Problem/Motivation

Characters with Māori macrons are stripped from ids, so heading `Tā mātou` becomes `t-mtou`. It would be best to allow the macrons through, but since convertStringToId() uses regex \w to strip all non-Latin characters, it would require ToC API to offer a per-site preference for convertStringToId().

Steps to reproduce

Create content with heading <h2>Tā mātou</h2>. Apply ToC filter. Observe generated anchor id is t-mtou.

Proposed resolution

Refactor convertStringToId() to enable a per-site preference to allow specific non-latin characters to remain. This would likely entail revising the use of regex \w. A less desirable work-around is to map characters with macrons to Latin characters, but this can change the meaning of a word so is not ideal.

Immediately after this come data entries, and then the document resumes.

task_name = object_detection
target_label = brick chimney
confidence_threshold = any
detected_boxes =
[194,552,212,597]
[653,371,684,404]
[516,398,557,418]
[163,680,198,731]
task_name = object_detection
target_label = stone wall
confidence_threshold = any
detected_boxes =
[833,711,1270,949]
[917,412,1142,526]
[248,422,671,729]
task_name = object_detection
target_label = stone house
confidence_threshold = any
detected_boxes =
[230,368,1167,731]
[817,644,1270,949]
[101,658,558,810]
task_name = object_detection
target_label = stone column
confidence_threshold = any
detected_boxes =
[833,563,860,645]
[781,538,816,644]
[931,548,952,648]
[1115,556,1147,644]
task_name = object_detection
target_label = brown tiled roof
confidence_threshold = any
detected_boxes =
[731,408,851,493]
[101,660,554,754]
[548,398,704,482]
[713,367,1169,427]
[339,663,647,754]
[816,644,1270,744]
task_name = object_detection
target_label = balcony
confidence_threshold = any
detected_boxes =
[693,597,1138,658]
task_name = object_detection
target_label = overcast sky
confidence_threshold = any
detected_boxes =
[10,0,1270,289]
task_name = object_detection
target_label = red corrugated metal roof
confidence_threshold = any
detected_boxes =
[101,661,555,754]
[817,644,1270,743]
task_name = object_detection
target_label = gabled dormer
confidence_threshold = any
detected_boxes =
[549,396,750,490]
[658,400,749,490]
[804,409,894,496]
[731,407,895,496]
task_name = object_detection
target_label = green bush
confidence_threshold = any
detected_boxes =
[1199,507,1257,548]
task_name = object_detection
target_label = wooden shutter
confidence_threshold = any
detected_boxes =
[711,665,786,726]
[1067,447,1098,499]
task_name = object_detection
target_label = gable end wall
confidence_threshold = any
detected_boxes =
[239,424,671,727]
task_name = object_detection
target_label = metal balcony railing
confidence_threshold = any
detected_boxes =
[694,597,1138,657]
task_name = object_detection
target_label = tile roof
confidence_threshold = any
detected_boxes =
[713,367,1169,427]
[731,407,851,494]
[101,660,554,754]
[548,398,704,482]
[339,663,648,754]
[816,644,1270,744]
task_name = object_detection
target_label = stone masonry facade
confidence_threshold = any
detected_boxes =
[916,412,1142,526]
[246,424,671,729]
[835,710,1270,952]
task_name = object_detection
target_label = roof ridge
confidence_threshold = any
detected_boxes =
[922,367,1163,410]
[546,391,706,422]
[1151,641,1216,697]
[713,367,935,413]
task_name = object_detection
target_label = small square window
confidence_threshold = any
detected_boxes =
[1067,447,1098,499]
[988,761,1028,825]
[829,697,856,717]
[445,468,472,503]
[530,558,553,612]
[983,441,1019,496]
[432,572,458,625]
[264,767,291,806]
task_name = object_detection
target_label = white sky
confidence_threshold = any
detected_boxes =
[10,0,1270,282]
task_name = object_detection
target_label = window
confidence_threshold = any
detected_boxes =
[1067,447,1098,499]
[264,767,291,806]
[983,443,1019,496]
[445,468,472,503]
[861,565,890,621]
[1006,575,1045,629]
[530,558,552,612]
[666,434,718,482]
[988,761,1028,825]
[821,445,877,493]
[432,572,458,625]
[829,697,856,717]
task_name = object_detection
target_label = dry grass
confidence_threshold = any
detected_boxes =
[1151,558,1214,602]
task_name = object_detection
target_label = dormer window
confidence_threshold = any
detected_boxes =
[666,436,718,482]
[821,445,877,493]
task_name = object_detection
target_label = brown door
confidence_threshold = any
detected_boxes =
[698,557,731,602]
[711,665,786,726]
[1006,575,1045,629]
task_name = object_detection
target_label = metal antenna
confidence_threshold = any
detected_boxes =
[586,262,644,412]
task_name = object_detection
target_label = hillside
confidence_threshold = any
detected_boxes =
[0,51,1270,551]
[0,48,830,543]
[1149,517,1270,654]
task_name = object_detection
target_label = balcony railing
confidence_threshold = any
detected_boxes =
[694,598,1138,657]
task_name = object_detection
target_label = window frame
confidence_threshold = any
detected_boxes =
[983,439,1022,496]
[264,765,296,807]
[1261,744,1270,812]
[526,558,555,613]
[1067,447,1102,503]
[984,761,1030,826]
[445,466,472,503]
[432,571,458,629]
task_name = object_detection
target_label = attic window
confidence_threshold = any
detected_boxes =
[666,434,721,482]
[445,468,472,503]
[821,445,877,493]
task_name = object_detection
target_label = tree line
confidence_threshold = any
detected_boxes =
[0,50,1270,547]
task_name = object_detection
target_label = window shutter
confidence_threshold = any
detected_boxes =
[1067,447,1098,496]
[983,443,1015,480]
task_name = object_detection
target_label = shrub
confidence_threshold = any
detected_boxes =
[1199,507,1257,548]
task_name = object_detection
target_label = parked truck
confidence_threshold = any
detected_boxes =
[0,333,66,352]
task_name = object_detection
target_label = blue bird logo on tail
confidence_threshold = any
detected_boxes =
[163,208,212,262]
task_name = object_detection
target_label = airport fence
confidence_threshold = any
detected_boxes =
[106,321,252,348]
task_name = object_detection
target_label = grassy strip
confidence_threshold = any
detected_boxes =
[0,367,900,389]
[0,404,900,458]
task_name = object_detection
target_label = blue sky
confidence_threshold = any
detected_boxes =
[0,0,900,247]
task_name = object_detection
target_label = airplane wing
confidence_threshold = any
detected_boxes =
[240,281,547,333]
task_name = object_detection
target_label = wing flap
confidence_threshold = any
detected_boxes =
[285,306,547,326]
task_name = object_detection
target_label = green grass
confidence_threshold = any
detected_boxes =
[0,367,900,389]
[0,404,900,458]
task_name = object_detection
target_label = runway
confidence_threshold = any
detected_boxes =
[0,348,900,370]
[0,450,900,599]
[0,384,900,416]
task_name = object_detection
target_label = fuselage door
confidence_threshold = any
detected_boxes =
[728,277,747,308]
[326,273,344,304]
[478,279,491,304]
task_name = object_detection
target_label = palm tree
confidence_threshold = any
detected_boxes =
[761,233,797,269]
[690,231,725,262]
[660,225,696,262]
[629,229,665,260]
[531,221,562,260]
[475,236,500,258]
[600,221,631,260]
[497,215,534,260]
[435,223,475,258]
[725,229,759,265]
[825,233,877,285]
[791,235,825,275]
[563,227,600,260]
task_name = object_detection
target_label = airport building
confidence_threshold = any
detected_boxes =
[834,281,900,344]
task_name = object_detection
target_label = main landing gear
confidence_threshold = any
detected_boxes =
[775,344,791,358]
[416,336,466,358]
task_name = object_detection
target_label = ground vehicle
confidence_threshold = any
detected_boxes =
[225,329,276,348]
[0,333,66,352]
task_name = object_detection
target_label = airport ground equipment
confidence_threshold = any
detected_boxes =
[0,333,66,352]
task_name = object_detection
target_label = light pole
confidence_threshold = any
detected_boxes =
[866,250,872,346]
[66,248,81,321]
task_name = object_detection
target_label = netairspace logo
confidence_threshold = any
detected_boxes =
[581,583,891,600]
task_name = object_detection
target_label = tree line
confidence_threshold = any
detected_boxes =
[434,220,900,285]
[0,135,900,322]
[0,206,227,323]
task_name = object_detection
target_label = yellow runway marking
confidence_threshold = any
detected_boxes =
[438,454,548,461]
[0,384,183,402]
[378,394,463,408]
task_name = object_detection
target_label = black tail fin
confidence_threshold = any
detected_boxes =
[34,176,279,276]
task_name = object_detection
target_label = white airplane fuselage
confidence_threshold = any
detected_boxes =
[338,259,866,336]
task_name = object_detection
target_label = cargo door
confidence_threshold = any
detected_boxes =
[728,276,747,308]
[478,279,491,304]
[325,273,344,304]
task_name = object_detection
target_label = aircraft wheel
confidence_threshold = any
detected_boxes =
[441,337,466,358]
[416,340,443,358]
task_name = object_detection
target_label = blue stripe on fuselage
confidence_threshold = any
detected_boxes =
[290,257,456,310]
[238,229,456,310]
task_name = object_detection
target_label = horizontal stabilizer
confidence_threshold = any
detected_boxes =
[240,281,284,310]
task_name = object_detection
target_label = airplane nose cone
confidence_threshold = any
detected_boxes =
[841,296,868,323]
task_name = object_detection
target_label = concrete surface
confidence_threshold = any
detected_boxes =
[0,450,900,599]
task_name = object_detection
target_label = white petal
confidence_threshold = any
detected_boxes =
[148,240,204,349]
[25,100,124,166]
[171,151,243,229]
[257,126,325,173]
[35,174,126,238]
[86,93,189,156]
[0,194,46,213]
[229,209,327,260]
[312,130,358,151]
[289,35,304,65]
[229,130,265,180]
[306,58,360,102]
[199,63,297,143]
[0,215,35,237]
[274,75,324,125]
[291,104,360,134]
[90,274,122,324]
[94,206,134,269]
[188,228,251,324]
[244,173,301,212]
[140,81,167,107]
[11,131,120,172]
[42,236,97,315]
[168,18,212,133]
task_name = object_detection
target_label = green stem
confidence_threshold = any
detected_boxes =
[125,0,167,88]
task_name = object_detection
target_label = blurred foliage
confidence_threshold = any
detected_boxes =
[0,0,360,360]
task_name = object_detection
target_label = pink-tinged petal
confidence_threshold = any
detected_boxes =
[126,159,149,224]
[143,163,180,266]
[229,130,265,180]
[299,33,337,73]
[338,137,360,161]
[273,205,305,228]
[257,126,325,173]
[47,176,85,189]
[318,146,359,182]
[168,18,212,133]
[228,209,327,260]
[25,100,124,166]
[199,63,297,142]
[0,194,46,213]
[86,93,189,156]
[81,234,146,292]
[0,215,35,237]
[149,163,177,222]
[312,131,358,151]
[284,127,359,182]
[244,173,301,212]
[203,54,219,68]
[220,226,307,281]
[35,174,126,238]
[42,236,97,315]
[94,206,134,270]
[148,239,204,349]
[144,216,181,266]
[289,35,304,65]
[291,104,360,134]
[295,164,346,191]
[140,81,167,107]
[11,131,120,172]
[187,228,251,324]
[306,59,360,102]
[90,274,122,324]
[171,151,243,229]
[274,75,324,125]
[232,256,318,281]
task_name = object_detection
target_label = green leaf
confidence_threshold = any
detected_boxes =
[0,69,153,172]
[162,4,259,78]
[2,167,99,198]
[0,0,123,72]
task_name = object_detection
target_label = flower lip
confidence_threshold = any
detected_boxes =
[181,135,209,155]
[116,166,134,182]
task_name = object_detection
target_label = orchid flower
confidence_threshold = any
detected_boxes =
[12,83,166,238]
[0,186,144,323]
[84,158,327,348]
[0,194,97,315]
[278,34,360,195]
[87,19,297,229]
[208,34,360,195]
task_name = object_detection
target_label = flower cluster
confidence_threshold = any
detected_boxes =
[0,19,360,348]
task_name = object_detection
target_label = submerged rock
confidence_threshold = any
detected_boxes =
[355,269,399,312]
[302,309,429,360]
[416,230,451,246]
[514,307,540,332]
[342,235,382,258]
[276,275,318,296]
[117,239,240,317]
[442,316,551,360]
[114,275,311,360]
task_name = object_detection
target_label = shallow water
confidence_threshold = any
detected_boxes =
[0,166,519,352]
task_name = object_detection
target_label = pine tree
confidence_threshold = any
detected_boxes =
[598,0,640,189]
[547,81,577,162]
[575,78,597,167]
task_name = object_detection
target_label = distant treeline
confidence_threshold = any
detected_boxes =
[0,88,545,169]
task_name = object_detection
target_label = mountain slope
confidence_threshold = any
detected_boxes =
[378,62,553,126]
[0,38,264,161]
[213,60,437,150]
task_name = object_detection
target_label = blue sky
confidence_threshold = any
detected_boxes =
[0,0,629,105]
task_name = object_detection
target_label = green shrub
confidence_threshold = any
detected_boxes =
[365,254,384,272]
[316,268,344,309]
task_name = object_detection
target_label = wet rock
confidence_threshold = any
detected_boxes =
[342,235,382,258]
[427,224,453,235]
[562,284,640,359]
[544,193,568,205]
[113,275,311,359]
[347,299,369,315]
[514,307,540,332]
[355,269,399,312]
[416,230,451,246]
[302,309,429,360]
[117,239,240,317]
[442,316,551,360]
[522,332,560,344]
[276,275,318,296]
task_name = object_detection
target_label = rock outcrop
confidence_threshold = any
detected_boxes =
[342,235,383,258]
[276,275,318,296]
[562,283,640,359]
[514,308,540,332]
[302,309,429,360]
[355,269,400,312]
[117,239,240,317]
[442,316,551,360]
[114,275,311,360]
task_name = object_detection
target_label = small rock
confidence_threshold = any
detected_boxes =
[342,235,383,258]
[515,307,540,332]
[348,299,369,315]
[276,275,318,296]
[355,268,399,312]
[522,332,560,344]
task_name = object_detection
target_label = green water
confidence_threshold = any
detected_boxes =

A patch for the work-around is offered below.

Remaining tasks

Implement site preference described above.

User interface changes

Add settings form for per-site preference.

API changes

Unsure.

Data model changes

Would need to save site preference in config.

Comments

jonathan_hunt created an issue. See original summary.

jonathan_hunt’s picture

Issue summary: View changes
jonathan_hunt’s picture

Title: Map macron characters to latin instead of excluding » Per-site preference for non-Latin characters in anchor ids
jonathan_hunt’s picture

StatusFileSize
new2.38 KB

Patch to map macrons to latin as a work-around until site preferences for non-Latin characters can be implemented.

rosk0’s picture

Status: Active » Reviewed & tested by the community

I believe currently suggested in the patch implementation is the best way forward - Mozilla suggests using only ASCII characters in the ID attribute value and I'm completely support this recommendation:

Note: Technically, the value for an id attribute may contain any character, except whitespace characters. However, to avoid inadvertent errors, only ASCII letters, digits, '_', and '-' should be used and the value for an id attribute should start with a letter.

vladimiraus’s picture

Thank you! Released and committed! 🥂

vladimiraus’s picture

Status: Reviewed & tested by the community » Fixed

Status: Fixed » Closed (fixed)

Automatically closed - issue fixed for 2 weeks with no activity.